Huawei Technologies’ focus on a better photography experience for smartphone users seems to be paying off with shipments of its flagship P20 models surging more than 80 per cent in less than three months.
China’s largest smartphone vendor has shipped six million P20 and P20 Pro phones since the flagship model was first introduced in Paris in late March, according to Kevin Ho, president of Huawei’s handset business.
Compared with the previous flagship P10 models that were launched in early 2017, the P20 models – which include a triple-camera on the P20 Pro handset – have helped drive shipments up 81 per cent year on year during the 10 week period, with shipments in Greater China and overseas markets surging 63 per cent and 150 per cent respectively, Ho said during a keynote speech at CES Asia in Shanghai on Wednesday.
Huawei, which has positioned itself as a premium brand targeting mid- to high-end consumers, is sticking to expensive handsets mostly priced above US$500 as the Shenzhen company tries to stay above the price wars commonly seen among most Chinese smartphone brands. The P20 Pro sells at up to 6,288 yuan (US$982) in China, one of the most expensive handsets from a mainland Chinese vendor.

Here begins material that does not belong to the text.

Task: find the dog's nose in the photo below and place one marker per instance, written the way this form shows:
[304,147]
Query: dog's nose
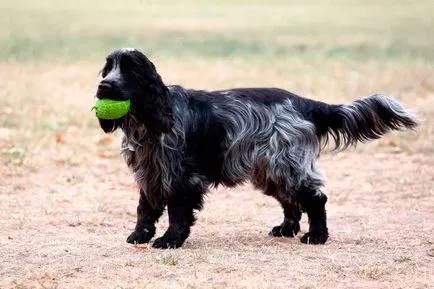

The P20 Pro, the bigger-screen handset among the company’s P20 series, features an Apple X-style notch at the top of the touch screen, ultra-thin bezel and a large screen-to-body ratio. It is equipped with the first triple camera in the industry – a 40 megapixel (MP) RGB lens, a 20 MP monochrome lens and an 8 MP telephoto lens – as the Chinese company tries to compete in photographic quality with digital single-lens reflex (DSLR) cameras, as well as trying to narrow the gap with Samsung and Apple outside its home market.
“It is Huawei’s unremitting efforts for a better photography experience on smartphones that have pushed up shipments of P20 both at home and abroad,” Ho said.
Last week the company’s Huawei and Honor brands co-unveiled turbocharged graphics processing technology that was claimed to be ahead of other Android-based phones when it comes to mobile gaming applications.
Chinese smartphone brands are also making gains in phone sales in the European market that was previously dominated by Samsung and Apple. Huawei and Xiaomi expanded shipments by 38.6 per cent and over 999 per cent respectively in the first quarter of 2018, while Samsung and Apple – the two leading vendors in Europe – saw a 15.4 per cent and 5.4 per cent decline in the same period, according to a report from research firm Canalys.
However, Huawei is facing fierce competition from its Chinese peers, many of which have stepped up efforts in research and development to deliver innovative products with higher price tags.
On Tuesday, China’s third-largest smartphone vendor Vivo launched a new “notch-free” flagship handset, bucking the trend of Chinese smartphone makers who have followed Apple’s iPhone X notch format, with a design compromise that incorporates a full screen display with a pop-up camera solution. The phone is priced from 3,898 yuan up to 4,998 yuan.